At this stage, there are no symptoms. It is a stage where herpes is very contagious since the virus begins to multiply in the nerve endings. If they are in areas where they are produced, or there is contact with body fluids such as saliva, semen or vaginal fluids, the virus can enter these fluids. The herpes virus can have recurrences. That is, once you have blisters, sores, and other symptoms that are treated and go away, they can return. Symptoms in recurrences are generally milder than in the first outbreak. Different factors can cause a recurrence, such as getting sick, stress, being in the sun, menstrual periods, or a poor immune system. A recurrence can be detected if you start to feel itching, pain, or tingling in the areas where you were first infected.


Prevention

Information about what causes herpes is important. The best way to prevent herpes is not to have sexual contact with people who have the virus. Even when there are no symptoms, it can still be spread, as we said this happens in the replication stage. Using a condom can help reduce the spread of the virus, but even with this measure, it is still possible for people to become infected.

Herpes Treatment

Valaciclovir pill of antiviral medication used to treat outbreaks of herpes simplex and herpes zoster shingles
Herpes Medication

Herpes is easier to diagnose when there are sores; if a person is treated early, it can reduce the pain of the infection.
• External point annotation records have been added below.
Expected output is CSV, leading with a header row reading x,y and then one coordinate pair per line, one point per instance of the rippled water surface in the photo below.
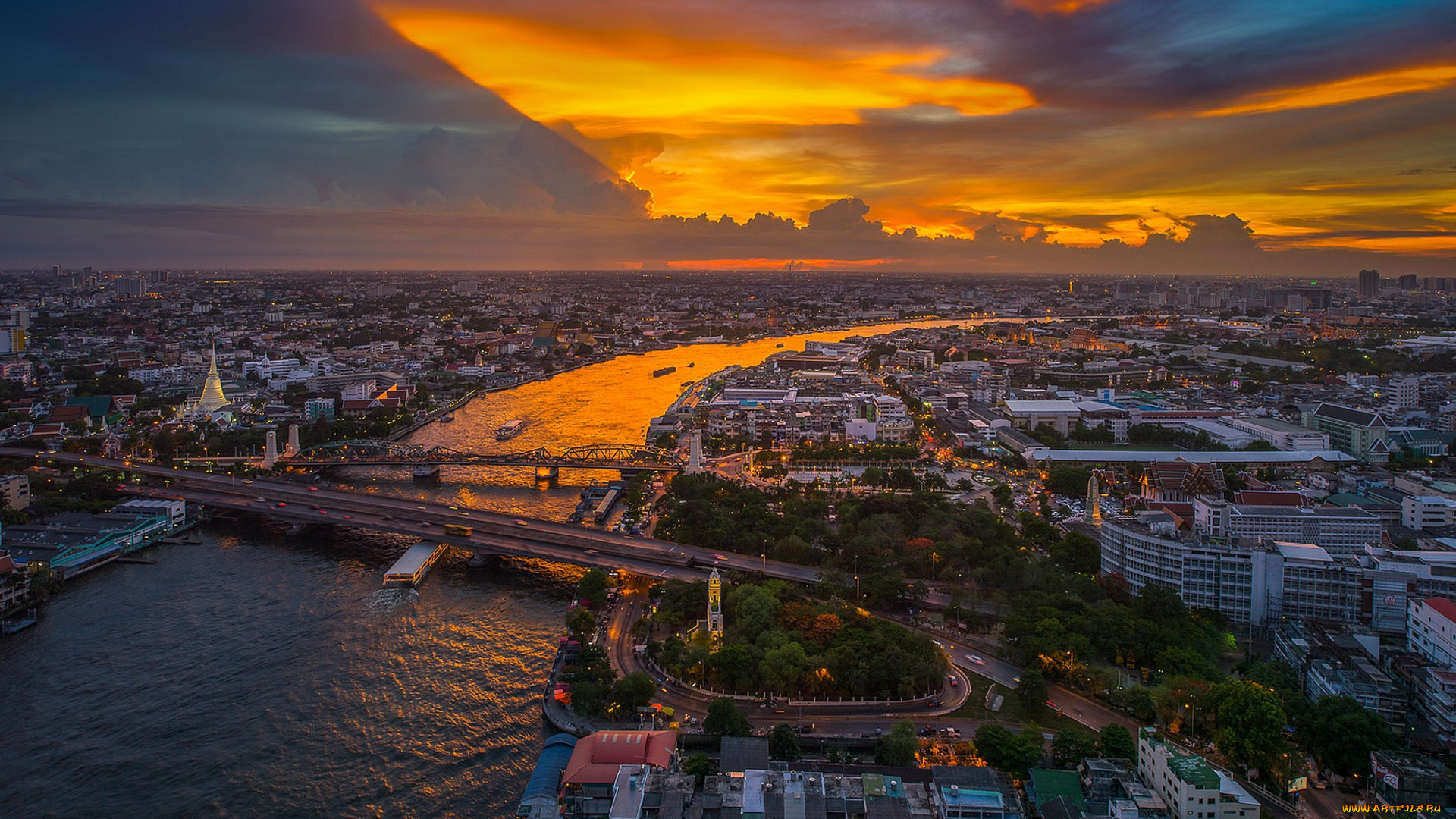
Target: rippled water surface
x,y
270,675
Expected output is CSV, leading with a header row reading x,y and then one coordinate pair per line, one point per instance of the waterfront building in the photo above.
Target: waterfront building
x,y
74,542
1188,784
1341,531
609,763
541,798
17,491
15,583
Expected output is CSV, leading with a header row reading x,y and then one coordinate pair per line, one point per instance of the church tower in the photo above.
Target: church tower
x,y
715,611
1094,513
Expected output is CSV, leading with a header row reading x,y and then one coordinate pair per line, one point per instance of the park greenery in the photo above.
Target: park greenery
x,y
781,642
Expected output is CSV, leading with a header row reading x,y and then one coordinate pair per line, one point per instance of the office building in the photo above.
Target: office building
x,y
1369,286
1188,784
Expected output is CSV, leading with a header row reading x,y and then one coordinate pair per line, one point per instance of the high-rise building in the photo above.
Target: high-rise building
x,y
1369,283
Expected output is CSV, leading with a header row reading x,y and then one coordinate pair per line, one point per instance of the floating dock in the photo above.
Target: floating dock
x,y
413,567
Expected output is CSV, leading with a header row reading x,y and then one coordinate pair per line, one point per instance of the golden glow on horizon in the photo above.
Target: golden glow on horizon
x,y
748,126
778,264
610,83
1059,6
1340,93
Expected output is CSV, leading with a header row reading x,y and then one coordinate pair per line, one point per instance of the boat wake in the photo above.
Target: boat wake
x,y
389,601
Herpes has no cure; however, some medications can help control it and reduce pain, speeding up the healing of blisters or sores. Medications are also used to treat recurrences. In these cases, the medications should be taken when symptoms of tingling, itching, burning, and pain begin in the infected areas.


Tips for Treating Herpes:

  • Seek your doctor's advice if you think you have herpes.
  • Remember that you are not alone. Millions of people have herpes.
  • Stay healthy and limit stress.
  • Don't touch the sores.
  • Tell your sexual partner and use condoms.


Living with Herpes

People very commonly feel ashamed or guilty when you are diagnosed with herpes. You may feel like your sex life is ruined or that someone you thought you could trust has hurt you. You may feel sad or upset. Tell your doctor about how you feel. Be aware that herpes is very common. About 1 in 6 adults has it. Herpes can become less severe as time goes on. You can help protect your sexual partner by not having sex during flare-ups and by using condoms at other times.